LA BELLEZZA ITALIANA VARREBBE 240 MILIARDI DI EURO

Mag 18, 2017 | Dalla Confeuro

Quanto ne viene all’Italia, in termini di ritorno economico, del fatto di essere “bella”? La stima è ardua e la tematica sfuggevole per definizione, ma un tentativo di monetizzazione del Bel-Paese è arrivato da una ricerca della Fondazione Italia Patria della Bellezza, insieme alla società di ricerca e consulenza Prometeia, presentata in Assolombarda, col patrocinio del Ministero dei beni artistici e culturali.
I ricercatori sono partiti dalla considerazione che se per la Germania il differenziale caratterizzante dell’identità del Paese è espresso dalla qualità, per la Svizzera la precisione e per gli Usa il “sogno americano”, nel caso tricolore bisogna imporre nel mondo il concetto di “bellezza” come talento peculiare.
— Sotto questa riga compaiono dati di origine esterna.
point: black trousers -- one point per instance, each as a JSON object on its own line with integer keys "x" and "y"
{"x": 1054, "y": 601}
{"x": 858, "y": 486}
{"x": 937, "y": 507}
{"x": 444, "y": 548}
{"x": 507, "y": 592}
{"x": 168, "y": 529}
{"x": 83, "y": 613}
Ecco allora i conti in tasca alla cosiddetta “Economia della bellezza”, cioè beni di consumo, tecnologie di ingegno, creatività e turismo: un mondo che vale 240 miliardi di euro, il 16,5% del Pil. Ma se le aziende italiane avessero le prestazioni dei miglior competitor europei la cifra potrebbe crescere, appunto, di 130 miliardi, il 25% del Pil.
I ricercatori sono partiti dall’isolare le variabili “che fanno della Bellezza una dimensione economica misurabile, identificando nello specifico i comparti produttivi che la sostanziano e il valore da questi generato”, spiegano in una nota. Beni di consumo di qualità; beni tecnologici di ingegno; industria creativa e turismo sono i protagonisti di questa nuova categoria del Pil. Di ogni settore sono stati estrapolati i dati relativi ai segmenti a maggior valore aggiunto.
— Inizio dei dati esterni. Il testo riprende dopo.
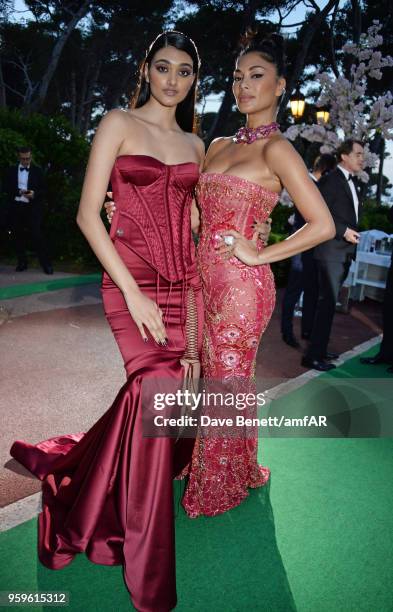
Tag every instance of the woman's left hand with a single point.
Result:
(243, 249)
Ne è emerso che il comparto dei beni di consumo di qualità, che include categorie come moda, alimentari e sistema casa, vale 44 miliardi di euro. Il settore dei beni tecnologici di ingegno (es. elettronica, meccanica, mezzi di trasporto) produce ricchezza per un valore pari a 32 miliardi. Si rivela notevole il contributo dell’industria creativa (es. design, editoria, musei spettacoli) con 61 miliardi. Infine, il comparto del turismo produce bellezza per 39 miliardi. Concorrono, inoltre, al calcolo del valore economico della bellezza due fattori influenti il cui potenziamento incide in modo rilevante sui comparti produttivi citati: investimenti pubblici, con una
quota stimata in 60 miliardi, insieme a “altruismo e mecenatismo” che, con le attività di volontariato e le donazioni, generano un valore pari a 3 miliardi.
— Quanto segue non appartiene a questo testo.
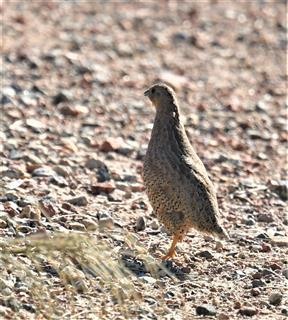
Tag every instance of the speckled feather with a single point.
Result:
(176, 180)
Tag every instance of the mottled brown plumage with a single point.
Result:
(177, 183)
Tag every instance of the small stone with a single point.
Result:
(36, 125)
(205, 254)
(265, 217)
(140, 224)
(12, 303)
(265, 247)
(24, 229)
(29, 307)
(14, 185)
(255, 292)
(154, 225)
(62, 171)
(281, 188)
(26, 212)
(78, 201)
(147, 279)
(137, 187)
(105, 187)
(3, 224)
(248, 221)
(258, 283)
(90, 225)
(275, 298)
(43, 172)
(111, 144)
(59, 181)
(206, 310)
(76, 226)
(106, 223)
(285, 273)
(248, 311)
(60, 97)
(223, 316)
(285, 312)
(279, 241)
(47, 208)
(73, 111)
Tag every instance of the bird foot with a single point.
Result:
(169, 255)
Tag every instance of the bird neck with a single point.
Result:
(168, 112)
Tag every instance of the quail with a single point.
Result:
(177, 184)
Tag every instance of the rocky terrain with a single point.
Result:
(78, 238)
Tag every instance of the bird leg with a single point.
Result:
(171, 252)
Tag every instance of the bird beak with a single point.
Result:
(146, 93)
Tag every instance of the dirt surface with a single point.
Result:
(75, 127)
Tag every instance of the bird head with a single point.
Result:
(162, 96)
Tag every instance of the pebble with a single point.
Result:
(29, 307)
(62, 171)
(223, 316)
(89, 224)
(80, 201)
(279, 241)
(111, 144)
(285, 273)
(76, 226)
(248, 221)
(105, 187)
(248, 311)
(205, 254)
(140, 224)
(281, 188)
(73, 111)
(147, 279)
(3, 224)
(60, 97)
(265, 217)
(43, 172)
(104, 223)
(255, 292)
(258, 283)
(154, 225)
(275, 298)
(206, 310)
I dati sono importanti, ma nelle pieghe del rapporto si legge anche una critica alla capacità tricolore di sfruttare questa Bellezza. Se si guarda infatti al valore aggiunto prodotto dai comparti analizzati, e lo si rapporta al Pil, emerge che l’Italia è al livello della Spagna ma guarda da dietro Regno Unito, Francia e Germania. Quest’ultima può farsi forte soprattutto della sua industria tecnologica e creativa, ma anche la voce degli investimenti pubblici dedicati è superiore. Quali sono allora i margini di crescita per l’Italia? Secondo lo studio, che ha immaginato che tutte le aziende italiane riescano ad allinearsi ai migliori standard europei, si trovano soprattutto nel settore dei beni tecnologici (che potrebbe crescere di 61 miliardi) e nell’industria creativa (fino a 42). Per questo, servono, tra le altre cose, più hub tecnologici e della conoscenza. “Un ruolo chiave nella crescita dell’Italia lo gioca, infine, il turismo. La valorizzazione delle bellezze nascoste del nostro Paese con lo sviluppo di percorsi turistici verso mete meno note; il rafforzamento del brand Paese attraverso lo storytelling; la definizione di eventi attrattivi in grado di valorizzare il patrimonio storico e naturale diffuso sul territorio sono alcuni degli elementi che consentirebbero all’Italia di aumentare il proprio fatturato di altri 20 miliardi”.